Mussolini no se atrevió a volver a atentar contra el poeta. Prefirió encerrarle
en una cárcel de oro, la villa del Vittoriale, que D’Annnuzio pudo ampliar y
redecorar a su gusto y le proporcionó en gran abundancia honores, cocaína y
mujeres, que era todo lo que el héroe cansado necesitaba para ser feliz.
Pero antes de rendirse, el poeta hizo
un último esfuerzo para liberarnos. Mussolini, ya en la plenitud de su poder,
anunció su visita al Vittoriale, y el poeta sacó una pistola nacarada que
guardaba en una vitrina y que había
pertenecido a Garibaldi, y se la entregó a mi padre: “Aquí está la salvación de
Italia”, le dijo. Mi padre, que estaría presente en el encuentro, debía
dispararle a quemarropa al dictador y luego pegarse un tiro para no delatar a
nadie. No dudó ni un momento en aceptar el encargo.
Nunca logré saber por qué no lo
hizo. ¿Le faltó valor en el último instante? A mi padre no le faltó el valor
nunca. A quien debió faltarle fue al poeta, ya muy debilitado por los excesos,
que cambiaría de idea porque no se vio con fuerza para ponerse al frente del
país tras el magnicidio, como era su intención y la esperanza de muchos.
Pero le estoy aburriendo con mis
historias. ¿Ha encontrado algún libro de su gusto? Ya solo me quedan los pobres
restos de lo que fue una de las mejores bibliotecas de esta ciudad.
EL LAZARILLO PERDIDO
Había cosas
de interés entre bastante morralla. Aparté Contro uno e contro tutti y Notturno,
ambos dedicados, de D’Annunzio; varios Pirandellos; una versión española de Quizá
sí, quizás no con prólogo de Ramón Gómez de la Serna y un tomito
descabalado en el que llamaban la atención el ancla y el delfín de Aldo Manucio.

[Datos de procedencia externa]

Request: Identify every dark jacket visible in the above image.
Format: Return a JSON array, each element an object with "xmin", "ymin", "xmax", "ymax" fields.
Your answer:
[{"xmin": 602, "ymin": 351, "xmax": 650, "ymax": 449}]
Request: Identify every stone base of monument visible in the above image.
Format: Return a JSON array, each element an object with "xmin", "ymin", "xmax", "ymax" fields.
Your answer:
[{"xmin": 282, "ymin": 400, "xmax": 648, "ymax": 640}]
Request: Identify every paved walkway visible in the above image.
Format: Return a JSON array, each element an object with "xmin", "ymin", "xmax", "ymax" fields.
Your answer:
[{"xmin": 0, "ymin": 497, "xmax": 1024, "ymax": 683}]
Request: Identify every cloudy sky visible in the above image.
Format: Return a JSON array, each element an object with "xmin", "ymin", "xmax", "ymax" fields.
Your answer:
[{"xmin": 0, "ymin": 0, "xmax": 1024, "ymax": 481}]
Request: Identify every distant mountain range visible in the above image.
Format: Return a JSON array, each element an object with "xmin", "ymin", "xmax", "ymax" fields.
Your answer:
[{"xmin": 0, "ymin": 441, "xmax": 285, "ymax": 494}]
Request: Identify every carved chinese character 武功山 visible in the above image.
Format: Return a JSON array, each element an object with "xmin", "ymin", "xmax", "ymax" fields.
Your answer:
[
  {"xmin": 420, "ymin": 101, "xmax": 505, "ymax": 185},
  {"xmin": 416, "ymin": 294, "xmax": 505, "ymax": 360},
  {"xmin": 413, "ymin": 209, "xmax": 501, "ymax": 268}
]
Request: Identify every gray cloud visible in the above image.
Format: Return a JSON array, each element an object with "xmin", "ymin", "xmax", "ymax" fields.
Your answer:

----¿Tiene más libros antiguos
como este?
----Pocos, entre ellos uno que
era la lectura favorita de mi padre, un Lazarillo editado aquí en
Venecia.
Se me abrieron los ojos.
----¿Puedo verlo?
----No lo tengo a mano, ya se lo
busco otro día.
Quise pagar
los libros que había apartado y entonces me di cuenta de que apenas llevaba
dinero. “Ya me los pagará mañana”, dijo. Pero no se los pagué nunca. Al día siguiente
no apareció por el Florian ni ningún otro de los pocos días que quedaban de mi
estancia en la ciudad. Intenté buscar su casa, pero no fui capaz de dar con
ella. Y desde entonces no hay día en que no sueñe en que quizá ese Lazarillo
que no llegué a ver –y que aún me aguarda en un rincón de Venecia-- fuera la
perdida primera edición, esa que algunos darían media vida por encontrar.
Preciosa historia. En Venecia puede pasar cualquier cosa
ResponderEliminarGracias don jose luis por esa historia italians.. Mayor Thompson
ResponderEliminarYo creo que lo que D'Annunzio proclamó fue "Lo Stato Libero di Fiume", una especie de Ciudad-Estado libre nada menos que en el siglo XX, otorgándole una Constitución singular en la que los valores artísticos y literarios jugaban un papel esencial, y la propiedad privada, aunque se respetaba, estaba al servicio de la comunidad. D'Annunzio no tenía parangón y el mundo se le quedaba pequeño. No digamos los "ismos".
ResponderEliminarFue luego Mussolini el que anexionó Fiume a Italia, acabando con aquel status único y extraño, y de paso condenando a la ciudad a los brutales ataques artilleros aliados y finalmente perdiéndola en beneficio de Yugoslavia (hoy Croacia). Cuando D'Annunzio la tomó, la mayoría de la población era italiana o italiano-parlante. Después de la 2ª Guerra Mundial el 80% de los habitantes fueron expulsados o se vieron obligados a huir de la ciudad, bajo el mariscal Tito. Así manejan los políticos las poblaciones a su antojo, en un ajedrez siniestro (y sigue hoy, claro).
Creo que la señora librera tenía razón, y que D'Annunzio fue muy consciente de su superioridad intelectual y moral sobre Mussolini. A fin de cuentas, este era poco más que un matón arrogante, mientras que D'Annunzio era un intelectual entreverado de hombre de acción, con un pensamiento originalísimo.
José Luis debería haber seguido indagando por el paradero de la anciana, como corresponde a un ferviente coleccionista de primeras ediciones.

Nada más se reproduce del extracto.